BMX Racers, Commodore 16, Mastertronic - 2C0007
While the screenshots make this C16 port of the early Mastertronic release look better than it’s C64 counterpart, BMX Racers quickly disappoints. While it offers greater depth than the original, frustrating gameplay makes for a disappointing experience.
User Review( votes)
One of my first reviews for this website looked at Richard and David Darling’s BMX Racers for the Commodore 64. It has to be said that I wasn’t particularly impressed with the obstacle-evading race game. Even given the age of the Darling brothers at the time they wrote it, you can understand why early Mastertronic releases gave the company such a poor reputation in terms of quality. But a year later it was ported to the Commodore 16 by Tony Kelly, so did that fare any better?
BMX Racers on the Commodore 16 – What’s New?
Rather than being an exact copy of Richard and David Darling’s original release, Tony Kelly has added some new elements to the C16 port of BMX Racers. The core gameplay remains the same – navigate the course from start to finish before moving on to the next. But there are a few new mechanics that have been added. On paper, these should have added extra depth to the game making it more fun and more challenging…
For starters, each course has a number of flags that you need to collect along the way. If you miss any of them, you can’t complete the course. Secondly, as well as having to avoid obstacles and the edge of the tracks, you now have a finite amount of fuel to complete each course. Run out and you lose a life. More can be collected by riding over barrels but timing for these can be incredibly tight.
What lets the Commodore 16 version of BMX Racers down is the gameplay. Collision detection is questionable at best and there are times when it’s easy to get stuck behind objects on the track. Instead of skidding on oil slicks you crash into them and lose a life. My biggest gripe has to be the new fuel mechanic added to the game. Having to deal with punishingly tight course design is bad enough, but when you barely have enough time to get to the fuel to get through levels it makes the game unnecessarily harsh.
And to be blunt, have you ever seen a BMX that needs to refuel? If this were a motocross game, adding a refuelling aspect to it would have been fine, if not frustrating, but there’s just no logic to it even existing here. This is before I even look at how the course design makes the game even harder for the player to enjoy.
Visually the game has been improved from the C64 version, making use of the C16’s expanded colour palette. Well, until you start playing, that it. As expected, the scrolling isn’t particularly good and there’s a lot of flicker on the main sprite for your bike which is now a single colour.
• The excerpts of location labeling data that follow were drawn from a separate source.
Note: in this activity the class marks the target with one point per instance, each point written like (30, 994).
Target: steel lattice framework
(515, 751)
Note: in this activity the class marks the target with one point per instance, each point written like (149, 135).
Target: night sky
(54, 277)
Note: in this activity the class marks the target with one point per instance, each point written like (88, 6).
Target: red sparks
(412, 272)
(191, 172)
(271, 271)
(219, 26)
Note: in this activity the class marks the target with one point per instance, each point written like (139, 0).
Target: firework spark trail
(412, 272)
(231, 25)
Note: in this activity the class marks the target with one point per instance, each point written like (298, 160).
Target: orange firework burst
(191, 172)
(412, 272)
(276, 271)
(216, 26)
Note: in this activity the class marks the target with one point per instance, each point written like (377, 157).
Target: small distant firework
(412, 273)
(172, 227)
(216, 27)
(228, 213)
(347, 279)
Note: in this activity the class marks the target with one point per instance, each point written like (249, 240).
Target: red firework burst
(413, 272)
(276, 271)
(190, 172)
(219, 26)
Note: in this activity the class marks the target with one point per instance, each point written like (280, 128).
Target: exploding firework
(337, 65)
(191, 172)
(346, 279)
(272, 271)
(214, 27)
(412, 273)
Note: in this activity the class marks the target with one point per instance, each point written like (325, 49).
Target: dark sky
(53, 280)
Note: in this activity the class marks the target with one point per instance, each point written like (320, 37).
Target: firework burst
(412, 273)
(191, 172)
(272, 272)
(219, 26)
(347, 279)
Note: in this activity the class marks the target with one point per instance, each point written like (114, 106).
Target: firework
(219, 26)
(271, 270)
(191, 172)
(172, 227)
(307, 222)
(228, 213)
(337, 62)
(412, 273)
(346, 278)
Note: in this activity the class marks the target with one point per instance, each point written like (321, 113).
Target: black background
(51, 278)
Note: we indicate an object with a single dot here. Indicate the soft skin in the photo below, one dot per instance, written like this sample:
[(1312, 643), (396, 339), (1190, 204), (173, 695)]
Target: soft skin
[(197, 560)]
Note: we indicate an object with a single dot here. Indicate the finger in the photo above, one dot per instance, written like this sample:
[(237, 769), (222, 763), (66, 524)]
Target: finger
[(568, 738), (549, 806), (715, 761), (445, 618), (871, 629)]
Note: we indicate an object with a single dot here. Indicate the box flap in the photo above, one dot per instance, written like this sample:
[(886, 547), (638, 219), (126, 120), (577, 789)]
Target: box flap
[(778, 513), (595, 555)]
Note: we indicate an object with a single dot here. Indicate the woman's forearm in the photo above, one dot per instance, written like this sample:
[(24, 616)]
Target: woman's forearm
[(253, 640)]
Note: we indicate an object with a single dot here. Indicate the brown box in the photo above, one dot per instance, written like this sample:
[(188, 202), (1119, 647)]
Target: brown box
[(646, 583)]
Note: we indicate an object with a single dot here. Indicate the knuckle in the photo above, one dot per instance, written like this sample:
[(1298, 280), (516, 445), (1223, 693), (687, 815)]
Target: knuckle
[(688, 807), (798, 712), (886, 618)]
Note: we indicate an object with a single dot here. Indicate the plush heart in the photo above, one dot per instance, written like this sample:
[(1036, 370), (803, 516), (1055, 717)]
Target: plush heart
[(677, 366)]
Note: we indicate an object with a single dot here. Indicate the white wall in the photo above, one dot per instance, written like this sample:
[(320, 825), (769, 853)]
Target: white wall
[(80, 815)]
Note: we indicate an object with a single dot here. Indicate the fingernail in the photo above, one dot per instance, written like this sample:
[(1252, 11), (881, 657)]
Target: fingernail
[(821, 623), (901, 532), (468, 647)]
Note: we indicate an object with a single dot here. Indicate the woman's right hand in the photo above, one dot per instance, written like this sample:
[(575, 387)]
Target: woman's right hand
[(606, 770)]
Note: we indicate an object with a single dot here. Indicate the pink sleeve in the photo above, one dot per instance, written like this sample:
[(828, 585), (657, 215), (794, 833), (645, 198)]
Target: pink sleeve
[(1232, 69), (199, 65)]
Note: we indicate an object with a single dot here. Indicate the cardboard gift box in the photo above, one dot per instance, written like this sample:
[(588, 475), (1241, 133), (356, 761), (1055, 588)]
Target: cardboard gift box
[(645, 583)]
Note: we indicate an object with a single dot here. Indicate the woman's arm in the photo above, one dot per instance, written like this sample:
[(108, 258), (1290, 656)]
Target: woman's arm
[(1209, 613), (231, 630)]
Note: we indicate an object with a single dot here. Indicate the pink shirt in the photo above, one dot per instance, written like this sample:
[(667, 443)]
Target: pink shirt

With just a single moving object on screen, the flicker is quite disappointing to be honest and even with the limitations of the hardware it’s capable of much better.
Sound is just the same. Despite the music on the C64 using just a single channel and frankly being rather awful, the only sound here is sparse effects when you collect flags, fuel or crash. Again, the C16’s soundchip is neglected and while it’s not the only game guilty of this, it is capable of much more.
When I first saw the screenshots, I truly had high hopes for this version of BMX Racers. In reality however, this would have been much better had Tony Kelly simply opted to do a straight port of the original just with updated visuals instead of trying to add new gameplay elements that simply don’t work. Sadly because of all of the issues with it’s playability, BMX Racers is one of those C16 games that’s for Mastertronic completists only.